Book Synopsis Seriation in Combinatorial and Statistical Data Analysis by : Israël César Lerman

Download or read book Seriation in Combinatorial and Statistical Data Analysis written by Israël César Lerman and published by . This book was released on 2022 with total page 0 pages. Available in PDF, EPUB and Kindle. Book excerpt: This monograph offers an original broad and very diverse exploration of the seriation domain in data analysis, together with building a specific relation to clustering. Relative to a data table crossing a set of objects and a set of descriptive attributes, the search for orders which correspond respectively to these two sets is formalized mathematically and statistically. State-of-the-art methods are created and compared with classical methods and a thorough understanding of the mutual relationships between these methods is clearly expressed. The authors distinguish two families of methods: Geometric representation methods Algorithmic and Combinatorial methods Original and accurate methods are provided in the framework for both families. Their basis and comparison is made on both theoretical and experimental levels. The experimental analysis is very varied and very comprehensive. Seriation in Combinatorial and Statistical Data Analysis has a unique character in the literature falling within the fields of Data Analysis, Data Mining and Knowledge Discovery. It will be a valuable resource for students and researchers in the latter fields.

Data Clustering: Theory, Algorithms, and Applications, Second Edition

Download Data Clustering: Theory, Algorithms, and Applications, Second Edition PDF Online Free

Author :
Publisher : SIAM
ISBN 13 : 1611976332
Total Pages : 430 pages
Book Rating : 4.6/5 (119 download)

DOWNLOAD NOW!


Book Synopsis Data Clustering: Theory, Algorithms, and Applications, Second Edition by : Guojun Gan

Download or read book Data Clustering: Theory, Algorithms, and Applications, Second Edition written by Guojun Gan and published by SIAM. This book was released on 2020-11-10 with total page 430 pages. Available in PDF, EPUB and Kindle. Book excerpt: Data clustering, also known as cluster analysis, is an unsupervised process that divides a set of objects into homogeneous groups. Since the publication of the first edition of this monograph in 2007, development in the area has exploded, especially in clustering algorithms for big data and open-source software for cluster analysis. This second edition reflects these new developments, covers the basics of data clustering, includes a list of popular clustering algorithms, and provides program code that helps users implement clustering algorithms.
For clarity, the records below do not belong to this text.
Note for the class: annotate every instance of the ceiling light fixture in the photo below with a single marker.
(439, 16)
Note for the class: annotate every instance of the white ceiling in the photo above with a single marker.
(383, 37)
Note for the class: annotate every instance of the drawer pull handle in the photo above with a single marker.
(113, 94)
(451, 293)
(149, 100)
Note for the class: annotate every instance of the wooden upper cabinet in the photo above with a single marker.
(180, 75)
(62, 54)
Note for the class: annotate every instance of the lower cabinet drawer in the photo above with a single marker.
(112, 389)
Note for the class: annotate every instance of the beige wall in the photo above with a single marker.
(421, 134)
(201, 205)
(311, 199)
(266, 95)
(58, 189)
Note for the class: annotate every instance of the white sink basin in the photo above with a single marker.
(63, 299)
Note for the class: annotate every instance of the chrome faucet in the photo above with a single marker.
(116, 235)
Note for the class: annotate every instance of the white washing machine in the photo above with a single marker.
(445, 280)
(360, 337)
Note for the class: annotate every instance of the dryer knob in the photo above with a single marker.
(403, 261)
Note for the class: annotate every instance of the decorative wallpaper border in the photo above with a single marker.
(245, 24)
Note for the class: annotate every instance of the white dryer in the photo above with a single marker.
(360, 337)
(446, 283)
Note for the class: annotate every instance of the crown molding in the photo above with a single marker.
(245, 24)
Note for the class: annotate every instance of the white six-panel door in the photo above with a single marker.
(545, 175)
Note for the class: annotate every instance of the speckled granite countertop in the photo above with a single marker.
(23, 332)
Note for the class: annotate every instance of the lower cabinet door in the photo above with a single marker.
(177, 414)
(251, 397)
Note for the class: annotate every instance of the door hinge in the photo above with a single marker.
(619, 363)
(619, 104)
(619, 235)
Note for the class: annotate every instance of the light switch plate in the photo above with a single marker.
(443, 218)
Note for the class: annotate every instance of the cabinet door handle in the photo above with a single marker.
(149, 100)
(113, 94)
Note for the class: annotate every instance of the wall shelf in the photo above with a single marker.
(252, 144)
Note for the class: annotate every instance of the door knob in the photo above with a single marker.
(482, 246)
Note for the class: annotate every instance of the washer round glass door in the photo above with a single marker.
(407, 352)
Data Clustering: Theory, Algorithms and Applications, Second Edition will be of interest to researchers, practitioners, and data scientists as well as undergraduate and graduate students.

Data Analysis

Download Data Analysis PDF Online Free

Author :
Publisher : John Wiley & Sons
ISBN 13 : 111861786X
Total Pages : 265 pages
Book Rating : 4.1/5 (186 download)

DOWNLOAD NOW!


Book Synopsis Data Analysis by : Gérard Govaert

Download or read book Data Analysis written by Gérard Govaert and published by John Wiley & Sons. This book was released on 2013-03-04 with total page 265 pages. Available in PDF, EPUB and Kindle. Book excerpt: The first part of this book is devoted to methods seeking relevant dimensions of data. The variables thus obtained provide a synthetic description which often results in a graphical representation of the data. After a general presentation of the discriminating analysis, the second part is devoted to clustering methods which constitute another method, often complementary to the methods described in the first part, to synthesize and to analyze the data. The book concludes by examining the links existing between data mining and data analysis.